With the usual pomp and ceremony, Saint Lucia’s increasingly anachronistic governor general (with what appeared to be a lettuce on her head) needlessly reminded victims about the mess that engulfs us, a mess created by what she often majestically refers to as “my government,” whether decked out in yellow or red.
For the third time since 2011, she appealed to the deliberately polarized people of this poverty-stricken nation to come together in a united effort to right—at great cost to themselves—the wrongs that had been done them by the government that by some colonial arrangement she ostensibly heads in the name of the Queen of England.
But the governor general had not a word for Trinidad’s brutally gunned down crown prosecutor, or for the
Caribbean population now scared witless in consequence. Instead, the governor general parroted the prime minister’s regret that certain long—not necessarily dearly—departed notables, absolute strangers to most of our nation, thanks to our education system and the mindless politicians that drive it, had not lived to be a hundred.
Among the identified too-soon-departed, ironically, was Sir Allen Lewis, father of the government’s current advisor on international relations. What Sir Allen was subjected to by the 1979 Labour administration shortly before he was unceremoniously evicted from Government House is a matter of sad record.
But then the governor general was, as usual, reading from a script written for her with particular motives. Conceivably, the farthest thing from her scriptwriter’s mind was the pregnant-with-implications precedential Trinidad disaster, mention of which might’ve reminded listeners of what had happened to Anne-Marie Smith and her daughter right here in Castries on April 2010.
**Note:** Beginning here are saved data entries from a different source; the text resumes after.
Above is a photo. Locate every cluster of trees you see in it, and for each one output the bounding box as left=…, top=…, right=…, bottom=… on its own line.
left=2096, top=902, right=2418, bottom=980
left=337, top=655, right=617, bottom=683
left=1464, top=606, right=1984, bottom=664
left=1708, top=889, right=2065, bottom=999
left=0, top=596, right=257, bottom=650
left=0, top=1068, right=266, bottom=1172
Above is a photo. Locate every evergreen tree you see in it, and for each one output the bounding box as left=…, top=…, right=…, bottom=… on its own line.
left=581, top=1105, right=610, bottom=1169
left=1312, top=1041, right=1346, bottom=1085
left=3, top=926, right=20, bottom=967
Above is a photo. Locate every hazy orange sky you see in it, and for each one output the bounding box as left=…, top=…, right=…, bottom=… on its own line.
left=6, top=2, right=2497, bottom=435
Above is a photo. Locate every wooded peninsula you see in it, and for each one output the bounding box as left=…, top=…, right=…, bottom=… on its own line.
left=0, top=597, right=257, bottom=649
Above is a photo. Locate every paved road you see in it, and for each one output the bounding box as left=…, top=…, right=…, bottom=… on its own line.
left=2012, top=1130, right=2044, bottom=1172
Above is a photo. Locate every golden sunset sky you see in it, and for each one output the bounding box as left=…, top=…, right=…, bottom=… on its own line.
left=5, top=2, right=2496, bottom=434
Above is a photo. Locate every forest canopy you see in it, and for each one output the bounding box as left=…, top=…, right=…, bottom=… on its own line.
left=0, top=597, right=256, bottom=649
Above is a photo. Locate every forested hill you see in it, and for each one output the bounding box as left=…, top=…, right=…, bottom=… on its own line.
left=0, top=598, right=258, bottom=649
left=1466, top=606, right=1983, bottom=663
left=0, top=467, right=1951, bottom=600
A Jamaican magistrate doing a stint in Saint Lucia, Smith was on here way to work with her daughter, when ghouls unknown opened fire on her car. The young girl escaped, shaken but unscratched. Her mother was not so lucky. Several bullets tore into her flesh. It will come as no surprise that to date no one has been arrested in connection with this forgotten incident that, as usual, had for a week or so panicked the nation.
As the governor general reminded us last year: “We are a nation used to hardship.” By which I understood her to say, we are by now accustomed to egregious abuse.
The smallest reference to Dana Seetahal at Tuesday’s House gathering might also have returned to the public mind to the ongoing IMPACS investigation into several murders allegedly carried out by particular members of the Royal Saint Lucia Police Force.
An expression of sympathy for Seetahal might’ve confronted us with our record of over 400 unresolved homicides. Also of Hannah Defoe’s unresolved electrocution two years ago in the swimming pool of a hotel in the prime minister’s constituency. All of which would’ve underscored the damage that one lesser evil can do to a trusting, naïve people, aided and abetted by another lesser evil!
The governor general spoke at length about last year’s controversial two-one court decision that she said would lead to our dumping the Privy Council in favor of our own court of last resort. Alas, she had not one word of concern for the safety of Dennis Byron and others, on whose shoulders rests the burden of dispensing CCJ justice though the heavens fall!
For now I will resist making any suggestions that might more effectively be made by others directly connected with our region’s justice system. I will say only that even as I write, seasoned members of the judiciary are suddenly having second thoughts about their chosen careers.
It may be worth noting that if our judges and magistrates are not afforded the protection they so obviously must have in the public interest, if our HOGs and their demonstrably visionless vision commissions persist in leaving them as sitting ducks for unconscionable criminals, it won’t be long before we all find ourselves living by the unwritten laws of jungle predators—most of us as easy prey!